In termini generali, lo studio dimostra che ridurre la discriminazione è possibile sia attraverso una maggiore esposizione a figure femminili in ruoli tradizionalmente maschili – favorendo politiche di quote di genere –, che migliorando la competenza di chi effettua le valutazioni. Questa seconda strategia implica che chiunque esprima giudizi (commissioni, elettori, elettrici, utenti) debba possedere una competenza sufficiente per evitare i pregiudizi, spesso inconsci, che alterano le valutazioni.
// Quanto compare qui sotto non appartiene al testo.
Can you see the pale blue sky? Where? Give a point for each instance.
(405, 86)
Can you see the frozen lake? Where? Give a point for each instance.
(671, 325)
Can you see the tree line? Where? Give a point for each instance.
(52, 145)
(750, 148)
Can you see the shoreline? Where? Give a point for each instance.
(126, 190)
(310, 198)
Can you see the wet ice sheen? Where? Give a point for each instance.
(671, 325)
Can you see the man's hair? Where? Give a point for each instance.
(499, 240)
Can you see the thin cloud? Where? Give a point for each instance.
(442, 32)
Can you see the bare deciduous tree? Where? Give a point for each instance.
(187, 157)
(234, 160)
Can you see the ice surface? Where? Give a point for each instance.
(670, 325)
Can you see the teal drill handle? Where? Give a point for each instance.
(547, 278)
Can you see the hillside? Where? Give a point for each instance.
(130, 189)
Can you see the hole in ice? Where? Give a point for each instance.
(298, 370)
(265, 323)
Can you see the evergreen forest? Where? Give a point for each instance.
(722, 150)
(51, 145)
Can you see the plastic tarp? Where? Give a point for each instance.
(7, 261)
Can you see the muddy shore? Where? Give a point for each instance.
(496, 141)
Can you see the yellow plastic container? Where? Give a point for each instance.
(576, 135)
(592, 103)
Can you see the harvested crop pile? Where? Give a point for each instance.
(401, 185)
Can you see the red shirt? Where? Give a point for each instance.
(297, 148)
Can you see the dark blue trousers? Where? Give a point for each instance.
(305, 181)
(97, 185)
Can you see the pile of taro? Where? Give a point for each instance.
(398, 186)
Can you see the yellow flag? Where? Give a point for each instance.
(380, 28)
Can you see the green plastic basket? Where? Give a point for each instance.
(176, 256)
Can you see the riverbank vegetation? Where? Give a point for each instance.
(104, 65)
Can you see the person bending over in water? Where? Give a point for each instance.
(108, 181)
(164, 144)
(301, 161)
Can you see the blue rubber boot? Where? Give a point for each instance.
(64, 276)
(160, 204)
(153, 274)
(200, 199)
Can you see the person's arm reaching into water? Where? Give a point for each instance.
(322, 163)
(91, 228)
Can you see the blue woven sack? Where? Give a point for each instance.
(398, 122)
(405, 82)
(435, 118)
In definitiva, lo studio mostra come il nostro cervello, modellato dall’evoluzione per categorizzare, possa generare percezioni errate. Tuttavia, esiste una cura efficace contro gli errori sistematici delle categorizzazioni e contro la discriminazione: la conoscenza. Questa “medicina” va somministrata nelle scuole, in famiglia e attraverso i media, ma può richiedere un intervento istituzionale. Il medico è lo stato e i luoghi di cura sono le scuole, le università, i partiti politici e il mondo del lavoro. Se tutti e tutte hanno diritto alle proprie opinioni, quando queste influenzano i diritti altrui è fondamentale che chi giudica conosca ciò che valuta. In caso contrario, pregiudizi e stereotipi rischiano di prevalere sul merito e le pari opportunità.
Riferimenti
P. Coccorese, R. Dell’Anno, M. Restaino, Seeing Beyond the Stereotypes: Gender Bias in Tertiary Student Evaluations of Teachers. Lavoro presentato alla 65° Riunione scientifica annuale (RSA) della SIE – Società italiana di economia. Università di Urbino “Carlo Bo”(26 ottobre 2024), 2024.